Empirical mode decomposition is like sorting a bunch of different sounds by their pitch. Imagine you're listening to a bunch of different instruments playing together in a band, but you want to hear each instrument separately. You might start by listening for the highest pitched sound, like a flute. Once you hear that, you can separate it from the other sounds and listen to it all by itself. Then you might listen for the next highest pitched sound, like a violin, and separate that from the rest of the sounds. You keep doing this until you've listened for and separated all the different pitches from the original sounds.
It's the same with empirical mode decomposition (EMD), only instead of sounds, it's signals. Signals can be things like sounds, or they can be data from a sensor measuring temperature or pressure. EMD separates a complex signal into a bunch of simpler signals, each with a different frequency. It does this by finding a series of "modes," each of which represents a different frequency of the original signal.
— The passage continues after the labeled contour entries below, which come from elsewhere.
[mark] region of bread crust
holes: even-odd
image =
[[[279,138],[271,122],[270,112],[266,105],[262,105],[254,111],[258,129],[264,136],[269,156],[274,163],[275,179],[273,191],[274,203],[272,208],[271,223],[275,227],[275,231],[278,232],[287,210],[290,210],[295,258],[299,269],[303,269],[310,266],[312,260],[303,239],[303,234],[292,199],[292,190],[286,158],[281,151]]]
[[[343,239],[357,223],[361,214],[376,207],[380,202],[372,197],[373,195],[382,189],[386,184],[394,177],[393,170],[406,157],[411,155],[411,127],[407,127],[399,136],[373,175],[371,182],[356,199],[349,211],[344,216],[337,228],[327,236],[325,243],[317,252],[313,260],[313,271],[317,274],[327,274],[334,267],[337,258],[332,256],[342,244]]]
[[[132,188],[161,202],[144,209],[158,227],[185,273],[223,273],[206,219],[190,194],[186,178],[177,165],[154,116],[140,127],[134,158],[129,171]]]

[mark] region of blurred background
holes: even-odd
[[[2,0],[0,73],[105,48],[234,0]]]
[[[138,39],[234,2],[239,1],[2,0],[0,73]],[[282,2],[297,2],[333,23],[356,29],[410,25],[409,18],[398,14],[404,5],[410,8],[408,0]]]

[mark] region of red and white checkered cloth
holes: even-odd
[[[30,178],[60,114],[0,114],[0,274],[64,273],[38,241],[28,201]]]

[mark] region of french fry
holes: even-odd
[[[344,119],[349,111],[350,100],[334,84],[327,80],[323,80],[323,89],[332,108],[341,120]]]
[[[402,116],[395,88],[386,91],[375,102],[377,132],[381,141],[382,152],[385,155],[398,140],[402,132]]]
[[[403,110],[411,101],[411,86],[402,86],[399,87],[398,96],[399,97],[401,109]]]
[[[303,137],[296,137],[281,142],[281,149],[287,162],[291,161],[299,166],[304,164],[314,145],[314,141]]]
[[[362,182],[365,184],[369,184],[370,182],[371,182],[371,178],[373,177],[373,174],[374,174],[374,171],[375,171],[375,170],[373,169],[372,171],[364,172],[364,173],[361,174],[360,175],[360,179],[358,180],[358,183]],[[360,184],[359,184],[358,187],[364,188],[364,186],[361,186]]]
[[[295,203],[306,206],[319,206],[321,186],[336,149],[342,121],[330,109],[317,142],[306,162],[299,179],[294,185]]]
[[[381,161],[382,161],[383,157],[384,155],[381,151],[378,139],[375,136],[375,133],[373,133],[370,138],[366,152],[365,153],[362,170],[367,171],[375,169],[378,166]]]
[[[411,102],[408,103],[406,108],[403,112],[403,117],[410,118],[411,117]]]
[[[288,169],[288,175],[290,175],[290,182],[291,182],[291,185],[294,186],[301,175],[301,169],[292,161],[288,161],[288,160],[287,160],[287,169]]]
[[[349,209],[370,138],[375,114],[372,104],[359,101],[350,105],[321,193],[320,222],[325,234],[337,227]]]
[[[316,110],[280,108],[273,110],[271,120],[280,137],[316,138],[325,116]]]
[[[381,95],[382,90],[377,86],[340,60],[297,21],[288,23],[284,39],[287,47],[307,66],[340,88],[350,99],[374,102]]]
Each mode is like a separate layer of an onion, with the highest frequency being the outermost layer, and the lowest frequency being the innermost layer.
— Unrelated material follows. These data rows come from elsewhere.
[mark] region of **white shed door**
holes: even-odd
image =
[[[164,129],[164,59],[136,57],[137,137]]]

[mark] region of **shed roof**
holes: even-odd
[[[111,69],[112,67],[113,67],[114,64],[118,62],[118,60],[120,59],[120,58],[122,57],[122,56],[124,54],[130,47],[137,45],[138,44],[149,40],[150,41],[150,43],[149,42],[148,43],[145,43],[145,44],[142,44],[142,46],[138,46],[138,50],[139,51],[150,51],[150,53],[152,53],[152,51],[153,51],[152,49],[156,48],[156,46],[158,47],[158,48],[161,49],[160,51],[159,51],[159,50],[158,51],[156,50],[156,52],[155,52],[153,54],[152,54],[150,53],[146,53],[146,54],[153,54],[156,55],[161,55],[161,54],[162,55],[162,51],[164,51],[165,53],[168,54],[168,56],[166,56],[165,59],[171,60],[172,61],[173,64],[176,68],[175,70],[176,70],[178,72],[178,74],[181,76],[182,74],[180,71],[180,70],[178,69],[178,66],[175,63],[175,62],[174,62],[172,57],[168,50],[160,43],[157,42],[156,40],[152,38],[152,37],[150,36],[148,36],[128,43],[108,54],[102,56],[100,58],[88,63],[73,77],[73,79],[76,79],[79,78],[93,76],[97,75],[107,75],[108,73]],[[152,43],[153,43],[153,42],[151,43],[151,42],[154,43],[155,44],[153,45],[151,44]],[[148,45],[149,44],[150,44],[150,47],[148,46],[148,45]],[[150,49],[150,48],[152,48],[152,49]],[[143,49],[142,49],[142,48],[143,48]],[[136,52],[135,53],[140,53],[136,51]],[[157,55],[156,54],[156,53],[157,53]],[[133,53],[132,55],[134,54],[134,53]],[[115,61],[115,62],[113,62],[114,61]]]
EMD works by repeatedly finding the "envelope" of the signal and subtracting it from the original signal. The envelope is like the shape that the signal follows, and it changes over time. By finding the envelope at each point in time and subtracting it from the original signal, EMD isolates the different frequencies present in the original signal. Each time EMD finds an envelope, it creates a new mode at a different frequency.
Once EMD has found all the modes, you can examine each one separately and see how it contributes to the original signal. This can be useful for things like analyzing the different frequencies of a sound, or identifying patterns in sensor data. By breaking down a complex signal into its simpler components, EMD makes it easier to work with and understand.